Types and fields are optional tags
Note that the |
Unique Key
The uniqueKey
element specifies which field is a unique identifier for documents.
Although uniqueKey
is not required, it is nearly always warranted by your application design.
For example, uniqueKey
should be used if you will ever update a document in the index.
You can define the unique key field by naming it:
<uniqueKey>id</uniqueKey>
Schema defaults and copyFields
cannot be used to populate the uniqueKey
field.
The fieldType
of uniqueKey
must not be analyzed and must not be any of the *PointField
types.
You can use UUIDUpdateProcessorFactory
to have uniqueKey
values generated automatically.
Further, the operation will fail if the uniqueKey
field is used, but is multivalued (or inherits the multivalued-ness from the fieldtype
).
However, uniqueKey
will continue to work, as long as the field is properly used.
Similarity
Similarity is a Lucene class used to score a document in searching.
Each collection has one "global" Similarity.
By default, Solr uses an implicit SchemaSimilarityFactory
which allows individual field types to be configured with a "per-type" specific Similarity and implicitly uses BM25Similarity
for any field type which does not have an explicit Similarity.
This default behavior can be overridden by declaring a top level <similarity/>
element in your schema, outside of any single field type.

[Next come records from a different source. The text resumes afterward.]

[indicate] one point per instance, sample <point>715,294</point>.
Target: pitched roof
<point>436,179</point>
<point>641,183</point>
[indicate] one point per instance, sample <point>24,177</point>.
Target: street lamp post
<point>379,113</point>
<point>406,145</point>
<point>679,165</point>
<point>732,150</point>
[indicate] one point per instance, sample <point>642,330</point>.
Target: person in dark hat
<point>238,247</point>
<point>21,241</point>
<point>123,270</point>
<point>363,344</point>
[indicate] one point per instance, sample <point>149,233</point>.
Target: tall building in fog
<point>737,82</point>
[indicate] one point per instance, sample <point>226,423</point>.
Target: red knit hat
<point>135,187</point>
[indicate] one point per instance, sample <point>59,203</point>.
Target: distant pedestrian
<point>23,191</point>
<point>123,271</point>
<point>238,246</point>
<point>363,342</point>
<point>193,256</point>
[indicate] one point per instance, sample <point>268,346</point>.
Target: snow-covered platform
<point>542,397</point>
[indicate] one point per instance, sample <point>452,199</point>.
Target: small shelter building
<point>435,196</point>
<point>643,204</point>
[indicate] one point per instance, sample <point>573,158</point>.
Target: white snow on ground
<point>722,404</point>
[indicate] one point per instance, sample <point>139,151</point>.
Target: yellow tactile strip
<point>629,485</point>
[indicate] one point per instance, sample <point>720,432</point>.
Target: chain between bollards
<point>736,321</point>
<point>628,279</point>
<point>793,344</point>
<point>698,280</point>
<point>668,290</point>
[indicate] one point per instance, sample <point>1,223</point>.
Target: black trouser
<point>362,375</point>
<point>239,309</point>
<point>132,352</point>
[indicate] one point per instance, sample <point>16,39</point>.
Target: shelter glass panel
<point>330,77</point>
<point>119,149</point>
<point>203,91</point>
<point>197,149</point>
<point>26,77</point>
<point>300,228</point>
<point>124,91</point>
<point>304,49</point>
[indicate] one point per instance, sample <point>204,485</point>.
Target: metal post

This similarity declaration can either refer directly to the name of a class with a no-argument constructor, such as in this example showing BM25Similarity
:
<similarity class="org.apache.lucene.search.similarities.BM25Similarity"/>
or by referencing a SimilarityFactory
implementation:
<similarity class="solr.BM25SimilarityFactory"/>
When using the similarity factory, it is possible to specify optional initialization parameters:
<similarity class="solr.DFRSimilarityFactory">
<str name="basicModel">P</str>
<str name="afterEffect">L</str>
<str name="normalization">H2</str>
<float name="c">7</float>
</similarity>
In most cases, specifying global level similarity like this will cause an error if your schema also includes field type specific <similarity/>
declarations.
One key exception to this is that you may explicitly declare a SchemaSimilarityFactory
and specify what that default behavior will be for all field types that do not declare an explicit Similarity using the name of field type (specified by defaultSimFromFieldType
) that is configured with a specific similarity:
<similarity class="solr.SchemaSimilarityFactory">
<str name="defaultSimFromFieldType">text_dfr</str>
</similarity>
<fieldType name="text_dfr" class="solr.TextField">
<analyzer ... />
<similarity class="solr.DFRSimilarityFactory">
<str name="basicModel">I(F)</str>
<str name="afterEffect">B</str>
<str name="normalization">H3</str>
<float name="mu">900</float>
</similarity>
</fieldType>
<fieldType name="text_ib" class="solr.TextField">
<analyzer ... />
<similarity class="solr.IBSimilarityFactory">
<str name="distribution">SPL</str>
<str name="lambda">DF</str>
<str name="normalization">H2</str>
</similarity>
</fieldType>
<fieldType name="text_other" class="solr.TextField">
<analyzer ... />
</fieldType>
In the example above IBSimilarityFactory
(using the Information-Based model) will be used for any fields of type text_ib
, while DFRSimilarityFactory
(divergence from random) will be used for any fields of type text_dfr
, as well as any fields using a type that does not explicitly specify a <similarity/>
.
If SchemaSimilarityFactory
is explicitly declared without configuring a defaultSimFromFieldType
, then BM25Similarity
is implicitly used as the default.
In addition to the various factories mentioned on this page, there are several other similarity implementations that can be used such as the SweetSpotSimilarityFactory
, ClassicSimilarityFactory
etc.
For details, see the Solr Javadocs for the similarity factories.